En 2010, Mariano Sánchez Soler destrozó esta visión idealista de la transición liderada por unos hombres excepcionales y, como quien dice, irrepetibles, con un libro impecable, resultado de su tesis doctoral: ‘La transición sangrienta. Una historia violenta del proceso democrático en España (1975-1983)’. El periodista alicantino analizaba minuciosamente las acciones que provocaron 2.663 víctimas por motivos políticos, de las cuales 591 fueron asesinadas, entre el 20 de noviembre de 1975 y el 31 de diciembre de 1983. En él detalla los 188 asesinatos, que no son pocos, como resultado de las «tramas negras al servicio de sectores involucionistas». Con siglas diversas (Batallón Vasco-Español, ATE, Triple A) y tomando como excusa la lucha contra el terrorismo de ETA y los GRAPO, de hecho fueron protagonistas de la guerra sucia más sangrienta que la policía atribuía a «grupos incontrolados». Durante la transición hubo «una violencia oficial e institucional», asegura Sánchez Soler, al mismo tiempo que «observas que los que durante el franquismo se dedicaban a interrogar y controlaban el régimen, fueron los especialistas antiterroristas durante la transición democrática, al igual que los jueces del Tribunal de Orden Público (TOP) luego fueron los que autorizaron las amnistías», sin reconocimiento de las víctimas ni reparación a los descendientes. Hace tiempo que pienso que con la historia pasa lo que no pasa con ninguna otra ciencia del conocimiento: todo el mundo tiene una teoría que no se atrevería a exponer si de lo que hablara fuera, por ejemplo, de cómo curar el cáncer con un grano de ajo. La historia es complejidad, por encima de todo, y quienes más deberían saberlo son muchos de los socios del Círculo del Liceo, que en la transición tenían un pie en cada lado. La historia también es lengua. Quiero decir, narración. Sin acciones lingüísticas no son posibles los acontecimientos históricos, ha escrito un gran historiógrafo alemán, Reinhart Koselleck. Es cierto, sin el lenguaje es difícil interpretar el pasado o al menos mostrarlo. Pero ni los acontecimientos ni las experiencias se articulan en su traducción lingüística porque en cada evento hay varios factores extralingüísticos. Además, la experiencia vivida no siempre se somete a la comprobación lingüística.
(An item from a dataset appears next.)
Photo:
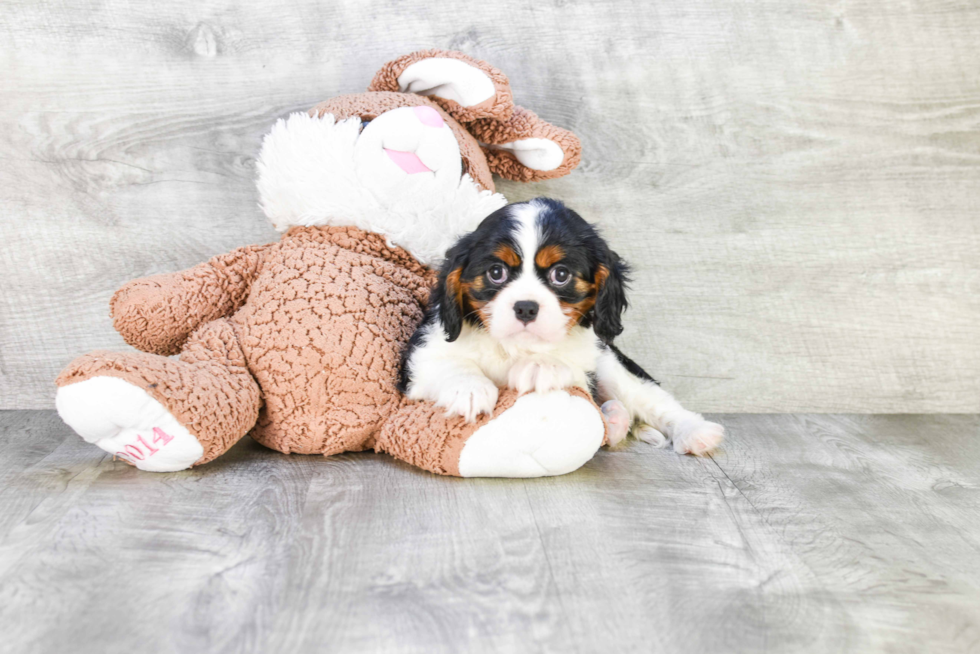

En fin, seguramente Cercas es un buen escritor y no hace falta decir que tiene temple para pergeñar tiempo e historia, que es el fundamento de la narración, y sabe combinar lenguaje y artificio, esencial para construir una ficción, pero cuando se dedica a pontificar sobre la memoria y política, le sucede que le falla la profesión, que es lo que también les ha pasado a Vargas Llosa y a otros escritores transmutados en comentaristas de la realidad. La opinión no avala los conocimientos. Si acaso es al revés. Y es que el oficio de historiador no es exactamente el mismo que el del filólogo, que es el suyo.